Let’s go back into the PhotoLibraryView so we can work on the changes for transition as well.

Let’s begin by adding a new Boolean state that will determine if the PhotoDetailView is shown or not, and a state that will hold the photo asset ID reference of the selected photo.

struct PhotoLibraryView: View {
	...
    /// Flag that will show the detail view when a photo is selected 
    /// from the grid.
    @State private var showDetailView = false

    /// Selecting a photo from the grid will show a detail view where 
    /// the user can zoom/pan.
    /// To do so, we store a reference to the selected photo 
    /// here.
    @State private var selectedPhotoAssetId: PhotoLibraryService.PHAssetLocalIdentifier = .empty
	...
}

We will need to add a new subview for the PhotoDetailView so we can put it on top of the ZStack when a photo gets selected from the grid.

extension PhotoLibraryView {
	var libraryView: some View { ... }

    var detailView: some View {
        ForEach(photoLibraryService.results, id: \.self) { asset in
            if asset.localIdentifier == selectedPhotoAssetId {
                PhotoDetailView(
                    assetLocalId: selectedPhotoAssetId,
                    showDetailView: $showDetailView
                )
                // We need to make sure that the detail view gets the 
                // top layer of the ZStack when rendering. We don't 
                // want to hide the detail view underneath the photo 
                // grid when we select a photo.

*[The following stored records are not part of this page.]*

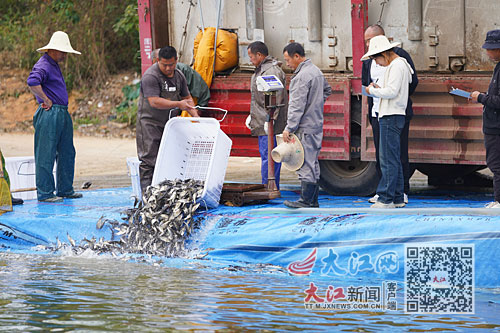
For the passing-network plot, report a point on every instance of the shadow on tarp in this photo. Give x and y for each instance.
(343, 239)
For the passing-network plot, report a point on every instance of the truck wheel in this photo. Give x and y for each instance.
(353, 177)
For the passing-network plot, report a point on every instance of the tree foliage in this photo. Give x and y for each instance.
(104, 31)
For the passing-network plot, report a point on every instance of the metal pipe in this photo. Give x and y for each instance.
(415, 19)
(255, 16)
(314, 23)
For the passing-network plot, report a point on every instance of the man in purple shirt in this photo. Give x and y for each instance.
(52, 122)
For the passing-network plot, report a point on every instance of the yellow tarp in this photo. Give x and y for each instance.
(227, 52)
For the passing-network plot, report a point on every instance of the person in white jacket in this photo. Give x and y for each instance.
(393, 93)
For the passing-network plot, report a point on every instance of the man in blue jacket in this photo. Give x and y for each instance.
(308, 93)
(491, 114)
(371, 72)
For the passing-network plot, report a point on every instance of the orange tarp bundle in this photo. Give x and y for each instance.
(227, 52)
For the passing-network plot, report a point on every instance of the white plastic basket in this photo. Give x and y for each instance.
(133, 172)
(22, 175)
(194, 148)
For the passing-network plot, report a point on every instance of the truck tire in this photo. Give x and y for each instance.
(353, 177)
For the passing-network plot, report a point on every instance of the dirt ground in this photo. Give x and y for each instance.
(93, 112)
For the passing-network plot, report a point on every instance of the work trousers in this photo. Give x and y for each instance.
(309, 172)
(54, 143)
(405, 161)
(264, 166)
(492, 145)
(390, 187)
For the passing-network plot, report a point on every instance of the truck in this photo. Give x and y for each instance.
(443, 37)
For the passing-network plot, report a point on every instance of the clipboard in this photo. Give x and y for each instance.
(363, 91)
(460, 92)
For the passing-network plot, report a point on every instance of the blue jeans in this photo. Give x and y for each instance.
(391, 185)
(263, 156)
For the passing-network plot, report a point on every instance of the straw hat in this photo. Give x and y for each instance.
(290, 154)
(60, 42)
(378, 44)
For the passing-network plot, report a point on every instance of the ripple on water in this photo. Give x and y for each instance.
(66, 292)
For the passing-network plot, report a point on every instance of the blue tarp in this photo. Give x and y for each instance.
(343, 239)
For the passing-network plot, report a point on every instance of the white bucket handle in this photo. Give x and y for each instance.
(202, 107)
(212, 108)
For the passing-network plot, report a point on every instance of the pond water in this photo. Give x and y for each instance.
(41, 292)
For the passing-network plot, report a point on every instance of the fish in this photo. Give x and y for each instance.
(157, 225)
(100, 222)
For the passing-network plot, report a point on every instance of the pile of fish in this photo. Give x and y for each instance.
(159, 225)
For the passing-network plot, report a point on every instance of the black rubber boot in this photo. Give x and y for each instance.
(308, 196)
(16, 201)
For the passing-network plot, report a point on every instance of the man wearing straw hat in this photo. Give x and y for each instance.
(372, 72)
(52, 122)
(308, 93)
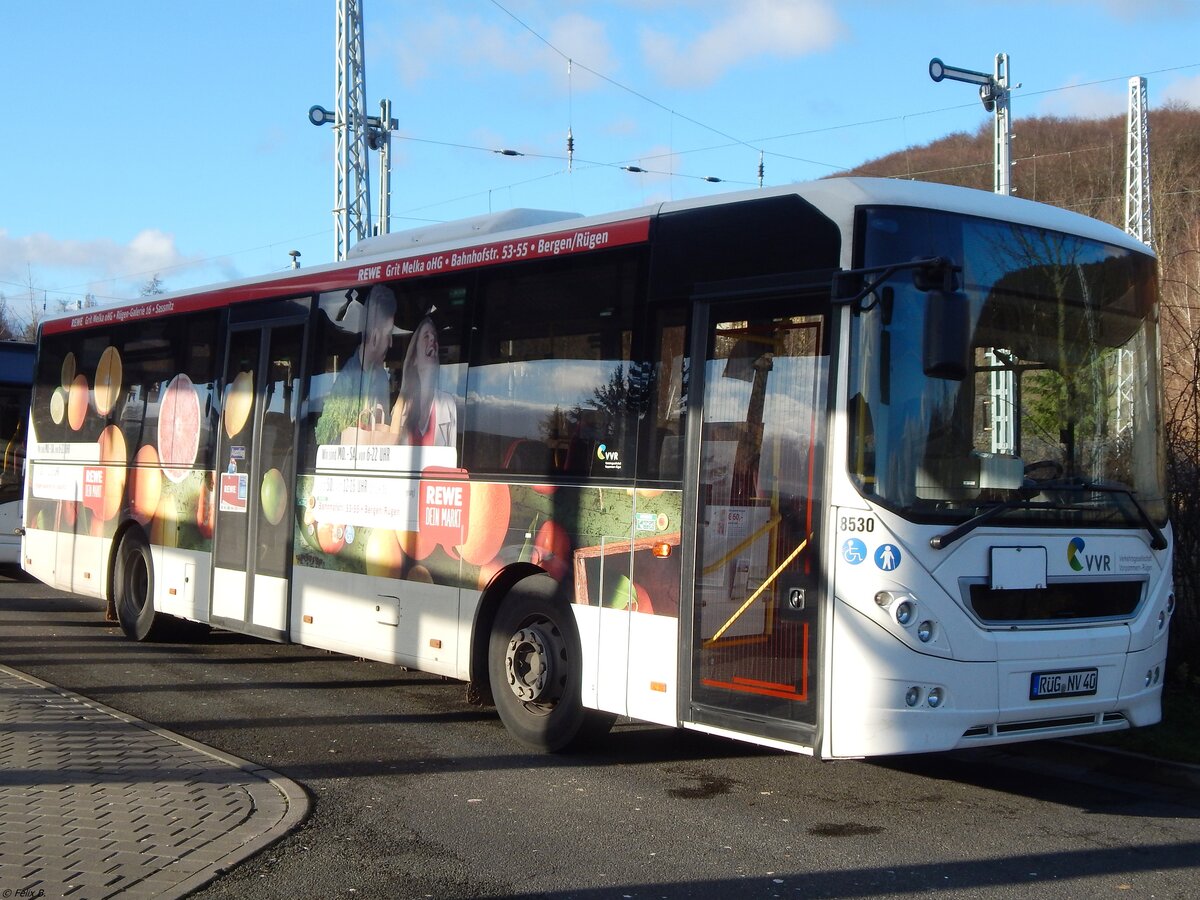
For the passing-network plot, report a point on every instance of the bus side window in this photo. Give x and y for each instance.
(663, 426)
(551, 383)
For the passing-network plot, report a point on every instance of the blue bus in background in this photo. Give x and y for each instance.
(16, 383)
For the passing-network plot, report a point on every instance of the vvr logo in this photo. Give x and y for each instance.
(1079, 561)
(611, 459)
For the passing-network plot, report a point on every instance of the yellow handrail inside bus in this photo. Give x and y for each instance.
(762, 587)
(713, 567)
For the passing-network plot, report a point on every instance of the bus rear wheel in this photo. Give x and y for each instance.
(534, 667)
(133, 588)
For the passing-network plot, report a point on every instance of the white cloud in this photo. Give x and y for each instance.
(1183, 90)
(77, 267)
(1086, 101)
(485, 47)
(754, 28)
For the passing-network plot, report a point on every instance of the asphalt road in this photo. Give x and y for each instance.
(417, 793)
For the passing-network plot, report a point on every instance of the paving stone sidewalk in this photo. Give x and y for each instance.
(97, 804)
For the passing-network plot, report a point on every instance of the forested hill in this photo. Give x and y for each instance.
(1075, 163)
(1080, 165)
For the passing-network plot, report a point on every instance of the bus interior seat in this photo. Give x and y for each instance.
(528, 457)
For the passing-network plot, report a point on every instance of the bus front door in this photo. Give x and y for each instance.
(256, 480)
(756, 438)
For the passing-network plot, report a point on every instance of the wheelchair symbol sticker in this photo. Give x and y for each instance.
(887, 557)
(853, 551)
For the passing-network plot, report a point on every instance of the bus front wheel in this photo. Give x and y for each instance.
(133, 588)
(534, 667)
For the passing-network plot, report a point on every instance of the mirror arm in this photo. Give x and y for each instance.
(849, 288)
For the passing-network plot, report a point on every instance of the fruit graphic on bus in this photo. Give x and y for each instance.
(274, 496)
(108, 381)
(383, 553)
(487, 522)
(145, 489)
(552, 550)
(58, 406)
(77, 402)
(625, 594)
(205, 509)
(331, 538)
(179, 427)
(113, 457)
(165, 528)
(238, 403)
(67, 373)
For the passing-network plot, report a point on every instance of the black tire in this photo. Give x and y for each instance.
(133, 589)
(533, 665)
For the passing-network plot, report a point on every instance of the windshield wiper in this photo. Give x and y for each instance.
(1157, 539)
(939, 541)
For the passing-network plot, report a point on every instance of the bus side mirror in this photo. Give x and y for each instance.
(947, 345)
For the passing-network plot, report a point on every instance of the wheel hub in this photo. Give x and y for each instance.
(531, 665)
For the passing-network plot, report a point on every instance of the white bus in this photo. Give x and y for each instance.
(850, 468)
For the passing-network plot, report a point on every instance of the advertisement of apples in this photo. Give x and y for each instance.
(100, 443)
(450, 528)
(105, 443)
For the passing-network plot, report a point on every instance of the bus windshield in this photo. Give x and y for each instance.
(1056, 420)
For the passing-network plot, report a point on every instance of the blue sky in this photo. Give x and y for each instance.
(153, 137)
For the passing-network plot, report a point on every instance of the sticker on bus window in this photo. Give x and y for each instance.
(234, 491)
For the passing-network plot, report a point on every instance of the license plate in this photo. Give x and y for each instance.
(1072, 683)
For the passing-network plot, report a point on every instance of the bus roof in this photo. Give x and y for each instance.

So we'll assign it a 
                // higher zIndex value.
                .zIndex(1)
                // We would also want to add a small transition 
                // easeIn/easeOut animations during the
                // photo grid to detail view transition and vice 
                // versa.
                .transition(
                    .asymmetric(
                        insertion: .opacity.animation(.easeIn),
                        removal: .opacity.animation(.easeOut)
                    )
                )
            }
        }
    }
}

We also need to update the libraryView to set some Button actions when tapping a PhotoThumbnailView from the photo grid.

extension PhotoLibraryView {
	var libraryView: some View {
        ScrollView {
            LazyVGrid(...) {
                ForEach(photoLibraryService.results, id: \.self) { asset in
                    Button {
						/// Add them here
                        showDetailView = true
                        selectedPhotoAssetId = asset.localIdentifier				
                    } label: {
                        PhotoThumbnailView(assetLocalId: asset.localIdentifier)
                    }
                }
            }
        }
    }

	var detailView: some View { ... }
}

Lastly, we need to include the PhotoDetailView in the PhotoLibraryView‘s ZStack when a photo is selected from the grid. To do this, we need to update the body to include:

struct PhotoLibraryView: some View {
	...
	var body: some View {
		ZStack {
			libraryView
				.onAppear { ... }
				.alert(...) {}
			
            
            // We'll show the detail view on top of the ZStack if a 
            // photo is selected
            if showDetailView {
                detailView
            }
		}
	}
}

You can try running the app again at this point, and you should be able to select a photo from the grid. The selected photo should be shown in the PhotoDetailView, and when you press back, you should also be navigated back into the PhotoLibraryView.

In this post, we have put together what we have previously built and created the UI for the photo gallery app. We now have a memory performant photo grid, and we also made sure that passing along photos by references won’t cause any duplication in our memory.

In the next and final part of the series, I’m going to show you how to add multiple gestures so we can provide functionalities such as double tap to zoom, pinching to zoom, and panning the photo. I hope you liked reading the series thus far. I’ll see you at the next one!